A typical scenario when an Init method comes in handy is when you have a configuration file that you want to change and to have the change taken into account without restarting the application. This, of course, does not mean that an Init method must be called separately from a constructor. You could call an Init method from a constructor, and then call it later when/if the configuration parameters change.

To sum up: as for most dilemmas out there, whether this is a code smell or not, depends on the situation and the circumstances.

Depends on how you use them.

I use that pattern in garbage collected languages like Java/C# when I don't want to keep reallocating an object on the heap (like when I'm making a video game and need to keep performance high, garbage collectors kill performance). I use the constructor to make other heap allocations it needs, and init to create the basic useful state right before every time I want to reuse it. This is related to the concept of object pools.

It is also useful if you have several constructors that share a common subset of initialization instructions, but in that case init will be private. That way I can minimize each constructor as much as possible, so each one only contains its unique instructions and a single call to init to do the rest.

In general though, it is a code smell.

init() methods can make quite some sense when you have objects that need external resources (like, for example, a network connection) that are concurrently used by other objects. You might not want/need to hog the resource for the lifetime of the object. In such situations, you might not want to allocate the resource in the constructor when the resource allocation is likely to fail.

Especially in embedded programming, you want to have a deterministic memory footprint, so it is common (good?) practice to call your constructors early, maybe even static, and only initialize later when certain conditions are met.

Other than such cases I think everything should go into a constructor.

Generally I prefer a constructor which receives all the arguments required for a functional instance. That makes clear all the dependencies of that object.

On the other hand, I use a simple configuration framework which requires a parameter-less public constructor, and interfaces for injecting dependencies and configuration values. After that is done, the configuration framework calls the init method of the object: now you received all the things I have for you, do the last steps to get ready for work. But note: it is the configuration framework which automatically calls the init method, such you won't forget to call it.
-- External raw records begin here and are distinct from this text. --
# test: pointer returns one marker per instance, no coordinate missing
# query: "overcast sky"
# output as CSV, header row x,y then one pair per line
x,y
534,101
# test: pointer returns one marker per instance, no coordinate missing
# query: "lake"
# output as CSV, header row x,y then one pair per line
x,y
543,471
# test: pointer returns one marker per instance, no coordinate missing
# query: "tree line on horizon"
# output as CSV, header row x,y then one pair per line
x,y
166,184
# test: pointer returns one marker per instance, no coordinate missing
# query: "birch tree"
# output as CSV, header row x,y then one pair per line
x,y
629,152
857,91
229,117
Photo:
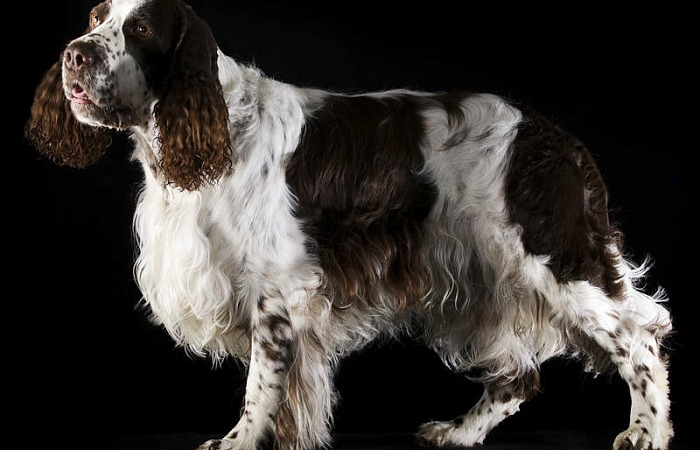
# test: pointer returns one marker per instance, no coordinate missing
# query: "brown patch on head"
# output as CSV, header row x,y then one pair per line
x,y
192,115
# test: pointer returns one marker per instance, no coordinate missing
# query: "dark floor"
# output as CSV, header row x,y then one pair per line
x,y
539,440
There is no code smell if the init()-method is semantically embedded in the state-lifecycle of the object.

If you need to call init() to put the object into a consistent state it is a code smell.
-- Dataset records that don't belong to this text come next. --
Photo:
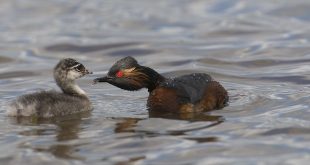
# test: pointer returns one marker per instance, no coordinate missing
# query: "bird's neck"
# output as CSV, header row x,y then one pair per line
x,y
154,78
71,88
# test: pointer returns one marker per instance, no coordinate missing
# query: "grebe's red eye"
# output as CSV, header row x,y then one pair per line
x,y
119,74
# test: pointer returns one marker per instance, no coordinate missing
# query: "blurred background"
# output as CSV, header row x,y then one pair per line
x,y
258,49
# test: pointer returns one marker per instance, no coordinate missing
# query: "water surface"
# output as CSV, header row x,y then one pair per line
x,y
258,50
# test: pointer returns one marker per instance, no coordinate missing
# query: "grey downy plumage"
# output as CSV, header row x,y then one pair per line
x,y
52,103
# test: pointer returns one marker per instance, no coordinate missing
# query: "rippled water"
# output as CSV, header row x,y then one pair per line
x,y
259,50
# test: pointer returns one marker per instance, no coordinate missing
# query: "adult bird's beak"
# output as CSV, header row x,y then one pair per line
x,y
102,79
88,72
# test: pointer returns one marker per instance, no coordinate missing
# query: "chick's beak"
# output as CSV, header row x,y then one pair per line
x,y
102,79
88,72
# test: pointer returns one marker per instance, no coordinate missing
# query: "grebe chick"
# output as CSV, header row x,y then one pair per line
x,y
189,93
52,103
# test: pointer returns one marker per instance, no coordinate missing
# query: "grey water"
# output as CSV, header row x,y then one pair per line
x,y
259,50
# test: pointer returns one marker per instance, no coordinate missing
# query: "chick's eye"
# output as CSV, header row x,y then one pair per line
x,y
119,74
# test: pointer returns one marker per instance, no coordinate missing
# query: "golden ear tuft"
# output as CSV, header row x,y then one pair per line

There are several technical reasons that such a structure exists:

  1. framework hook
  2. resetting the object to initial state (avoid redundancy)
  3. possibility to override during tests

The name init may sometimes be opaque. Let's take a car and an engine. To start the car (only power up, to listen to the radio) you want to verify that all systems are ready to go.
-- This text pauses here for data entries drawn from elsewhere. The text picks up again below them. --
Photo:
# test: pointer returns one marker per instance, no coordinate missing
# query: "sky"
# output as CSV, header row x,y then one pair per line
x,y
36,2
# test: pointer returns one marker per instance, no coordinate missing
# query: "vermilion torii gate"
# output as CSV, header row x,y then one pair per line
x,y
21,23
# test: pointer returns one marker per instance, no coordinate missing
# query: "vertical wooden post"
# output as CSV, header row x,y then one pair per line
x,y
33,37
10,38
So you construct an engine, a door, a wheel etc. your screen shows engine = off.

No need to start monitoring the engine etc. as those are all expensive. Then when you turn the key to ignite you call engine-> start. It starts running all expensive processes.

Now you see engine = on. And the process for ignition starts.

The car won't power up without the engine being available.

You can replace engine with your complex calculation. Like an Excel cell. Not all cells need to be active with all event handlers all the time. When you focus on a cell you can start it. Increasing performance that way.